Overview of the ceramide pathway and therapeutic targets of Fabry disease-specific approved and future treatments. AGAL/GLA α-galactosidase A, loss of function results in Fabry disease, A4GALT α-1,4-galactosyltransferase, B3GALNT1 β-1,3-N-acetylgalactosaminyltransferase 1, B4GALT6 β-1,4-galactosyltransferase 6, GBA glucosylceramidase beta, loss of function results in Gaucher disease, GCS glucosylceramide synthase, GLB1 galactosidase-beta 1, loss of function results in GM1 gangliosidosis, HEXA hexosaminidase-subunit alpha, loss of function results in GM2 gangliosidosis

Fig. 3
figure 3

Schematic overview of current and future treatment approaches for Fabry disease. a Enzyme replacement therapy. b Migalastat-based chaperone treatment. c Lucerastat- and Venglustat-based substrate reduction therapy. d Lentiviral-based gene correction in haematopoietic stem cells. e Adenoviral-based transduction of liver cells. rhAGAL recombinant human α-galactosidase A, Gb3 globotriaosylceramide, GCS glucosylceramide synthase, ER endoplasmic reticulum, gDNA genomic DNA, mRNA messenger RNA

ERT shows good efficacy with stabilization or even improvement of disease load (reviewed in Lenders and Brand [12]) including improvement of quality of life and reducing life-threatening events [13,14,15]. Unfortunately, females with FD are often still untreated despite organ manifestations [16], although an early initiation of therapy is particularly important for the (long-term) success of the therapy in males as well as females [17,18,19,20,21].

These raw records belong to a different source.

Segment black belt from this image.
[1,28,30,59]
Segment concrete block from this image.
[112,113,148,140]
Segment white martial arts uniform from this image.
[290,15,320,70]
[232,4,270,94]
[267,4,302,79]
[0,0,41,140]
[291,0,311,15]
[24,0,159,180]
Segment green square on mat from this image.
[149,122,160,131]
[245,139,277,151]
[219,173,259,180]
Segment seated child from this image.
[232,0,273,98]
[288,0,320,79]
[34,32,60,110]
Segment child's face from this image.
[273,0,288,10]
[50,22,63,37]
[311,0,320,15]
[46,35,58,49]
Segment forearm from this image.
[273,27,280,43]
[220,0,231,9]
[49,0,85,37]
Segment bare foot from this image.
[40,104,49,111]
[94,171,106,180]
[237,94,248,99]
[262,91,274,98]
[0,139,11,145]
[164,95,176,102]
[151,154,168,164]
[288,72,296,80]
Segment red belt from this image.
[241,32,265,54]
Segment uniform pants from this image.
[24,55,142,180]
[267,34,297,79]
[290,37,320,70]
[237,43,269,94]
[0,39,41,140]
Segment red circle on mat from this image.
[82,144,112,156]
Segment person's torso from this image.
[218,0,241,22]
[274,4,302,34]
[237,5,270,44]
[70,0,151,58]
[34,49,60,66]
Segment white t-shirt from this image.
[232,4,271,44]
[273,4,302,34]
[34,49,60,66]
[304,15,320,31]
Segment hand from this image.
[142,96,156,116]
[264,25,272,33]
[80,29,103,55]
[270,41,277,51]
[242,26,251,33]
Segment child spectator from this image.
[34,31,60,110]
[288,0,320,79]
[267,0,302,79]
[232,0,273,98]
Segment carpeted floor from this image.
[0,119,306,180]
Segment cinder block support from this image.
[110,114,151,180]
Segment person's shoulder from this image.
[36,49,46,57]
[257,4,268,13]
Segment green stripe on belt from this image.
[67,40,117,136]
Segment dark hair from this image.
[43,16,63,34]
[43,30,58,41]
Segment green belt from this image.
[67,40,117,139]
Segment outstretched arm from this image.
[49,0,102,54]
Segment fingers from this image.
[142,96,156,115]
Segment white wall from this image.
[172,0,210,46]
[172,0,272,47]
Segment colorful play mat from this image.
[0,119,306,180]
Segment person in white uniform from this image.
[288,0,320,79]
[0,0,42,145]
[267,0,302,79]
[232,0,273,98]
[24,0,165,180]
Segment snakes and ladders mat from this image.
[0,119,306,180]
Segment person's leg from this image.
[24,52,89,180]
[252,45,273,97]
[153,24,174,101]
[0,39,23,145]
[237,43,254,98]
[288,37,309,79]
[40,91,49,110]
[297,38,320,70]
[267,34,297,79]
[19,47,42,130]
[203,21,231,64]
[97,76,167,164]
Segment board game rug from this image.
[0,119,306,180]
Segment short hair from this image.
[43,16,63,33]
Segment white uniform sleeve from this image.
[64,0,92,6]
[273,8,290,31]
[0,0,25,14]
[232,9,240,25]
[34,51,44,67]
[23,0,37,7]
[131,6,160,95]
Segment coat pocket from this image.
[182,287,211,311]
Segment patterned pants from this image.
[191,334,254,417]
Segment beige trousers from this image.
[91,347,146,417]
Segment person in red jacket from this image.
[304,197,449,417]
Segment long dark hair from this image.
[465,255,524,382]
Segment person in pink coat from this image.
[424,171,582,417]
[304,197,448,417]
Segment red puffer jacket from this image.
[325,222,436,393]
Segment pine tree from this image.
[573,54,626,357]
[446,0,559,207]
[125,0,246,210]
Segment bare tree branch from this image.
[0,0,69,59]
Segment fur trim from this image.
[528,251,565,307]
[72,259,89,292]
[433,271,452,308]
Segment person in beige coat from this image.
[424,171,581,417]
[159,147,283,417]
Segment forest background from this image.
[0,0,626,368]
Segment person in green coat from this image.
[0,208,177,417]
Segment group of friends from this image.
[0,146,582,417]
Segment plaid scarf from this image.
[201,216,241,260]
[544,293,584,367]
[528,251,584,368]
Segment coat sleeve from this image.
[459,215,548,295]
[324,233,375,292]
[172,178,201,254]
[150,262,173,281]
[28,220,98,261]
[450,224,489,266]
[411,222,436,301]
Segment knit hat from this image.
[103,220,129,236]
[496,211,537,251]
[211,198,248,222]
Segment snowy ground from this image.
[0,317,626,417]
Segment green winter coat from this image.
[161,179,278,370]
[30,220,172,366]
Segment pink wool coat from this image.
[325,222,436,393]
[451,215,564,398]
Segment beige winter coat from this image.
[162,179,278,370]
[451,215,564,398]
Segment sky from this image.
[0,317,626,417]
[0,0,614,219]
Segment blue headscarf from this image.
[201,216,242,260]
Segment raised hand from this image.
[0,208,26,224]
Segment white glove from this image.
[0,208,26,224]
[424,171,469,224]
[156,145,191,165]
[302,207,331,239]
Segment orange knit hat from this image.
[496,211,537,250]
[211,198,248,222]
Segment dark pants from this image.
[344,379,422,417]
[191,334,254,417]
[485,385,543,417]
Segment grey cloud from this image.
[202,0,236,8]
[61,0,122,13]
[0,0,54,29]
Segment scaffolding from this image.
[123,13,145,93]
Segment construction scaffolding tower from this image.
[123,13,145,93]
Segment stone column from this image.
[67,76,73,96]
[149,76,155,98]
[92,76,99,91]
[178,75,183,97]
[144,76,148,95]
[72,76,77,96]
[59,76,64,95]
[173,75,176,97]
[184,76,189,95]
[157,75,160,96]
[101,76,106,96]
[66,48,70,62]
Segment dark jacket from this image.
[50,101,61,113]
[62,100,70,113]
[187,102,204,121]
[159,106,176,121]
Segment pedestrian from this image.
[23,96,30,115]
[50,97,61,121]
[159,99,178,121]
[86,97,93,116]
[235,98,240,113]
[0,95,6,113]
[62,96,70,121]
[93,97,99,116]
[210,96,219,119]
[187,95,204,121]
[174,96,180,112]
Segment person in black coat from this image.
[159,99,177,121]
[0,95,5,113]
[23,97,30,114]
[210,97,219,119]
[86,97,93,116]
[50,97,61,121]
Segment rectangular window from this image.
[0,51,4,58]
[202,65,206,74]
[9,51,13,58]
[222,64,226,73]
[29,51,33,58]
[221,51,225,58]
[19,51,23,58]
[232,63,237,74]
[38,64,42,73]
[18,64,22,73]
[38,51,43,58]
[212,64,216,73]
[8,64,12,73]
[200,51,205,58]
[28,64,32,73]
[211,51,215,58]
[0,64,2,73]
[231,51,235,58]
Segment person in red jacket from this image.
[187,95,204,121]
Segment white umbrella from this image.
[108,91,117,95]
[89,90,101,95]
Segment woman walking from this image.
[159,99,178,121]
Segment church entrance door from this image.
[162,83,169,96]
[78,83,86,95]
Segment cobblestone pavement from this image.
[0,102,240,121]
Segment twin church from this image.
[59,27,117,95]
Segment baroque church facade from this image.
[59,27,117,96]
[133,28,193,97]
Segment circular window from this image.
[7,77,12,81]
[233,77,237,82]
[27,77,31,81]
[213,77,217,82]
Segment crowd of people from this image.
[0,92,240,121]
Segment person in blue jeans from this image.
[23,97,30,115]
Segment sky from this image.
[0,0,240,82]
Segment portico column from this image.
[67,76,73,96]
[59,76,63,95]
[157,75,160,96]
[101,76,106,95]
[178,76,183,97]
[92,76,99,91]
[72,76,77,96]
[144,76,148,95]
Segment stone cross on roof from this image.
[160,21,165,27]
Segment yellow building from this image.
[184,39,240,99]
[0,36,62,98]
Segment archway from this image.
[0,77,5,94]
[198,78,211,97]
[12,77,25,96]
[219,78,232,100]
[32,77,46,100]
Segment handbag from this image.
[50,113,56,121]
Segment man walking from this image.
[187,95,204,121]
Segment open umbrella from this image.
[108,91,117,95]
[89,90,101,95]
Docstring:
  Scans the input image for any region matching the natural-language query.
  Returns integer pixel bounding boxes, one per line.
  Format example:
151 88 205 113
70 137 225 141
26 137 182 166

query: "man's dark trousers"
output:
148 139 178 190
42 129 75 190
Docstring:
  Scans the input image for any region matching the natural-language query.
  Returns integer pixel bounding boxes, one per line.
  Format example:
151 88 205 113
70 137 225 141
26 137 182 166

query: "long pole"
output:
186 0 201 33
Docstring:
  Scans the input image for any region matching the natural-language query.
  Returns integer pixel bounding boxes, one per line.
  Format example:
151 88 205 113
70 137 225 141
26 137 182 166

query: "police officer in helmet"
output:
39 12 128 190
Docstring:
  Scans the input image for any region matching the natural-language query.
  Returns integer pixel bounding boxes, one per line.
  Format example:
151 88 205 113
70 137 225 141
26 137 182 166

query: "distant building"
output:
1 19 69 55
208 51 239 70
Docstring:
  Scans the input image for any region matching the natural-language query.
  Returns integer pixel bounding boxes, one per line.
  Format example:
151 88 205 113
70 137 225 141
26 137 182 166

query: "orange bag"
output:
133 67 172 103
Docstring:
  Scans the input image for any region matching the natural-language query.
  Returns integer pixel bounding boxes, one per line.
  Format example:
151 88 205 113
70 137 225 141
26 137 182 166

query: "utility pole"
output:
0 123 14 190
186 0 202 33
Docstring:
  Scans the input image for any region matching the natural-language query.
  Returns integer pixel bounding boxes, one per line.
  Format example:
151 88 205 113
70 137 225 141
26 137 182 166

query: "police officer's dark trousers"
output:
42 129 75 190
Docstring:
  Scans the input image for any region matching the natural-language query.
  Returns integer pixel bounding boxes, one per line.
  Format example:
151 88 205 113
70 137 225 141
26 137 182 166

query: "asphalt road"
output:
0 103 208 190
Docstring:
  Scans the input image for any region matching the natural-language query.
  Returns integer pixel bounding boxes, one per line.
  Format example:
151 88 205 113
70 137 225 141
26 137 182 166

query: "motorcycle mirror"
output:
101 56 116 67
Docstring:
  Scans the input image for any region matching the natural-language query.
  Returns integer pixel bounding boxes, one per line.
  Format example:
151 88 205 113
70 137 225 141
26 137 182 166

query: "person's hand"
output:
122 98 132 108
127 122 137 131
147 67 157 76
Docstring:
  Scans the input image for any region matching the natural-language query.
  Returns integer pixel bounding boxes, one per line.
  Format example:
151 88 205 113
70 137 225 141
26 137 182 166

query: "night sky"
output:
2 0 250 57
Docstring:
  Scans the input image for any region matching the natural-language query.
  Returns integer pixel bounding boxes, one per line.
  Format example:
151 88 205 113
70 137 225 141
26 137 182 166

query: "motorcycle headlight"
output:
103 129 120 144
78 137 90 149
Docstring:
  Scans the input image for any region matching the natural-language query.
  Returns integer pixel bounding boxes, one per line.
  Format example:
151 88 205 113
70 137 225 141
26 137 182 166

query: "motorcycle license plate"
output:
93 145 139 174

Depending on the patients and their manifestations, the following therapeutic effects can be achieved with ERT: Stabilization of kidney function or delay of progression to terminal kidney failure, stabilization of the thickness of the heart wall and function or reduction of left ventricular hypertrophy, relief of neuropathic pain and improvement of gastrointestinal complaints, and improvement in the ability to sweat [12, 20, 22, 23]. With respect to Fabry nephropathy, a dose-dependent reduction of Gb3 inclusions in podocytes was demonstrated in children, suggesting a dose-dependent ERT efficacy with regard to the stabilization of renal function [24,25,26,27,28].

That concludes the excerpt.